HOW ANIMATION WAS INVENTED
Before cinema, moving images were created using clever visual illusions
WORDS NIKOLE ROBINSON
The zoetrope became a popular toy for children
While much of the animation that reaches our screens today is generated on computers, the history of hand-drawn animation goes back almost two centuries. Creating the illusion of movement was first achieved using a sequence of images on a flat disc called a phenakistoscope. Evenly spaced along the circumference of the disc were viewing slits, looked through as the user held the device up to a mirror and spun it. Peering through these slits at the images reflected in the mirror created a seamless looping sequence while the disc rotated at the right speed.

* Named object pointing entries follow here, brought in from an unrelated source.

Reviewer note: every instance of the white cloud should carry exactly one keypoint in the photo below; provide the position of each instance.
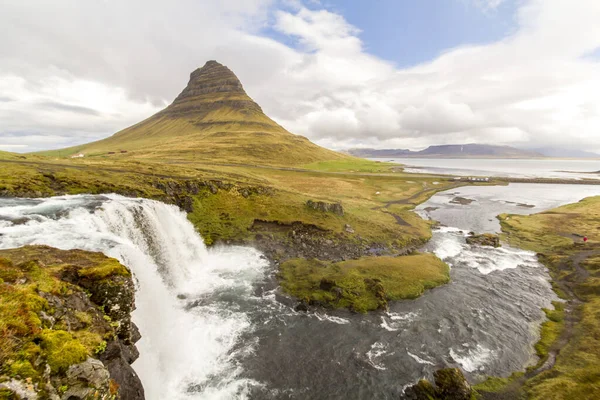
(96, 67)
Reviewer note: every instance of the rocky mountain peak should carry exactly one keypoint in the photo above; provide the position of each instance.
(213, 77)
(211, 87)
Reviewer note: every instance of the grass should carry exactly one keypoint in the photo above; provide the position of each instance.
(576, 372)
(351, 165)
(228, 215)
(364, 284)
(28, 341)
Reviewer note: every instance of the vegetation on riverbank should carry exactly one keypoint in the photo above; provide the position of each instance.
(364, 284)
(226, 203)
(59, 309)
(569, 347)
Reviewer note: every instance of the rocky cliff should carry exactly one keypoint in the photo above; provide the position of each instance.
(65, 326)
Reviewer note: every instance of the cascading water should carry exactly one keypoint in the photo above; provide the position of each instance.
(192, 304)
(211, 330)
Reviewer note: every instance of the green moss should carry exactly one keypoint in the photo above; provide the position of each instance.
(62, 350)
(84, 317)
(364, 284)
(101, 348)
(107, 268)
(27, 342)
(495, 384)
(576, 372)
(23, 369)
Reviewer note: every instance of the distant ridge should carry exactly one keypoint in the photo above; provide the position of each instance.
(565, 153)
(213, 119)
(451, 151)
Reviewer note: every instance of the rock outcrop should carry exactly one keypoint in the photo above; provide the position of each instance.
(211, 88)
(66, 330)
(450, 384)
(485, 239)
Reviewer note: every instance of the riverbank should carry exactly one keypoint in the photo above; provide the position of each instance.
(569, 347)
(65, 326)
(328, 212)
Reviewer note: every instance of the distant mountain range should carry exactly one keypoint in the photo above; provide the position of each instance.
(450, 151)
(564, 153)
(471, 151)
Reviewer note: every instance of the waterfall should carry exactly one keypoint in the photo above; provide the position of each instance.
(193, 304)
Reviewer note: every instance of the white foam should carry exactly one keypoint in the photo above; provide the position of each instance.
(394, 321)
(419, 359)
(473, 359)
(377, 350)
(181, 347)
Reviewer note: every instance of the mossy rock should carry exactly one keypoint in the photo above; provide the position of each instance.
(58, 308)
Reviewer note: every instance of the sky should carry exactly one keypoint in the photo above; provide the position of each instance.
(344, 73)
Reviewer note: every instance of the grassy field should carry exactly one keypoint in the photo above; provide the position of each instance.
(364, 284)
(570, 339)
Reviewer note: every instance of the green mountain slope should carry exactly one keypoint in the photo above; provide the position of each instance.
(213, 119)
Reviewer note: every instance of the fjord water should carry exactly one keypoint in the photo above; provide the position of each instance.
(215, 326)
(517, 168)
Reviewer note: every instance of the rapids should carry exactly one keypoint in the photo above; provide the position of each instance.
(215, 325)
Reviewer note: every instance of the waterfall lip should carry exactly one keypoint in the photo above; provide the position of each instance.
(167, 258)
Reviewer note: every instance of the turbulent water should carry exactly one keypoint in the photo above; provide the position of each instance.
(192, 304)
(214, 325)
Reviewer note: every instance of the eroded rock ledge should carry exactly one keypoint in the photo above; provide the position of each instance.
(65, 326)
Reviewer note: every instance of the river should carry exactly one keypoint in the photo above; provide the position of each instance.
(215, 326)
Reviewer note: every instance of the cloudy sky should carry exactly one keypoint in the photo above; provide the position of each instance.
(345, 73)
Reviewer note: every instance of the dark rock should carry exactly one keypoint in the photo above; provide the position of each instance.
(302, 306)
(485, 239)
(450, 384)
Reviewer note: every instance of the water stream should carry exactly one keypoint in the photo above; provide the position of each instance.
(214, 327)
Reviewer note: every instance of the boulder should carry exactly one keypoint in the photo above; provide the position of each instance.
(335, 208)
(450, 384)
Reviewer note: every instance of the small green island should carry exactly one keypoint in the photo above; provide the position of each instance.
(365, 284)
(339, 231)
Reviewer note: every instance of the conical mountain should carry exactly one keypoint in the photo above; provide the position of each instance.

Several experimental contraptions were inspired by the phenakistoscope in an attempt to create a similar visual trickery, but the zoetrope was by far the most successful. Designed by William Ensign Lincoln in 1865, the zoetrope was a hollow drum perched atop a spindle, within which a strip of incrementally changing images could be placed. Vertical viewing windows were spaced around the zoetrope in order to view the strip of pictures inside. These were cut out higher on Lincoln’s version than in similar patents, above the image strip itself, allowing the strip to be replaced with others easily. With each stage of the strip lined up opposite these apertures, spinning the device brought the succession of still images to life for observers – and unlike the phenakistoscope, multiple people could view the animation at once.